See this guy? He’s only one of the most original and profoundly satisfying artists around today. His name is Randall Bramblett. He was in Sea Level with Chuck Leavell. He toured with Steve Winwood as his right-hand man on keyboards, saxophone and vocals for 16 years including the 1994 Traffic reunion. His songs have been recorded by Bonnie Raitt, Bettye Lavette, Delbert McClinton and Hot Tuna. “Devil’s Music” (New West Recordings), his tenth CD, was named after a chapter in the Howling Wolf biography “Moanin’ At Midnight” wherein the blues giant goes home to show his mother the success he’s had but she slams the door in his face because he plays devil’s music. His vocals throughout are electronically enhanced to convey more of the desperate anguish of his protagonists. Opener “Dead In The Water” is taken from beat novelist William S. Burroughs and his speed freak wife. “Mama’s been flying,” he sings in a distorted voice, “drinking that Benzedrine, scrubbing the floor with a toothbrush but she just can’t get it clean.” With guests Derek Trucks, Mark Knopfler and his old Sea Level mate Leavell, Bramblett has fashioned a post-Americana statement of profound proportions.
Johnny Mathis has been, since 1956, one of the most pristine male tenor voices in America. His 1958 “Johnny’s Greatest Hits” was the first “Greatest Hits” compilation in music history. It was on the charts for 490 straight weeks. Do the math. He’s sold 17 million records, released 18 hit singles between ’57 and ’63, 19 hit albums between ’57 and ’78 and has received 10 Gold, four Platinum and two multi-platinum RIAA awards. The only other pop stars who can get close to his heavenly range are Art Garfunkel, early Harry Nilsson and John Denver. The man’s a vocal machine.

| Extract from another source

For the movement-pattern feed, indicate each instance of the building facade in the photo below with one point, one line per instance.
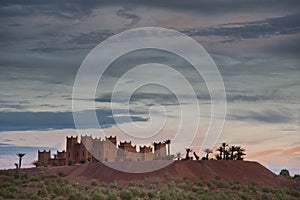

So why can’t I listen to this all the way through?
Besides such stellar recordings that even I, an old hippie rock’n’roller, enjoy (“It’s Not For Me To Say,” “Chances Are,” “The Twelfth Of Never” and “Wonderful Wonderful”), the majority of these four discs are so saturated with sickly sweet strings stuffed down your ear hole like molasses poured down your throat choking you to death that after four or five in a row, you have to stop the saturation. Unless you’re a diehard Mathis fan, production techniques of his era were far too strident and overbearing. Far more interesting singers were ruined by an avalanche of unnecessary back-up (Dean Martin, Ray Charles and Jackie Wilson come immediately to mind).
Still, for fans, and there are many, Mathis, 80, still touring, is an institution. Thirty-one of these 87 tracks make their CD debut. Don’t forget, these are not album tracks. This whole 4-CD boxed set is filled with singles (both a-side and b-side) plus recordings for compilations. As such, it’s a rather historical set. Just don’t ask me to have to listen to it again.